My mom was slurring her words, and I was frightened. It wasn’t the first time it had happened, but it may have been the first time that it had happened while I was alone at home with her. 

That same year, my sister Shanea had gotten married and moved out, and my brother Kade had left on a mission that lasted two years. It was just me and my mom when dad was at work, and he was usually gone for two nights and three days. Anyway, Debbie told me to go into a room and lock the door behind me. I chose the first bathroom. It is a small bathroom that is the length of a tub, with the sink and toilet directly across from it. I don’t know if, Debbie got in touch with Shanea somehow, or if I had called her previously, but I think I knew she was on her way. My hair was getting dry, and I had the cordless phone with me. I was crying, I didn’t know what to do. Debbie kept telling me that I had to hang up the phone with her and call 911.

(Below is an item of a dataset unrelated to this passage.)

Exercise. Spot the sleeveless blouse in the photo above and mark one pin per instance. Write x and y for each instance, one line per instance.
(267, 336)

I had never done anything that serious before and I was terrified of what that meant. That mom really had a problem, that I was really all alone with her, that my dad couldn’t get home to me. The whole while my mom was banging on the door insisting that I open it up. I am telling her, no, no. I won’t open up, you are scaring me. Debbie is telling me to hang up and call the ambulance, that I am the only one that can do it, and my mom is still banging. She is telling me through the door, that if I call 911 that they will take me away from her forever. That I won’t ever see her again, that I will go to foster-care, that they will take me away. I close my eyes tightly, I tell Debbie that I am hanging up now, she makes me promise to call her back as soon as I get off the phone with 911. A deep breath, and I hit the off button. Bang! Bang! Bang! They will take you away! I won’t ever see you again! Don’t you love your mom? I press the phone button, Bang! I press 9. Bang! Savannah! Don’t you do it! I press 1 and 1 again. 911, what is your emergency? There is something wrong with my mom. I think she took too many pills. Please come. I am all alone with her. Minutes later someone arrives, I don’t know if it is the police, the ambulance, my sister or a neighbor. But I am not alone anymore and I can come out of the bathroom. I don’t remember coming out. But I remember feeling the responsibility of having called the cops on my mom. That I could still feel the tears dripping down my face. Shanea hugs me. It is her old bathrobe that I am wearing. We hadn’t been close before, I actually had bugged her all my life. But she held me and took me with her. I don’t know what happened to my mom after that. Did she stay in the hospital overnight? Did my dad come home? I don’t know.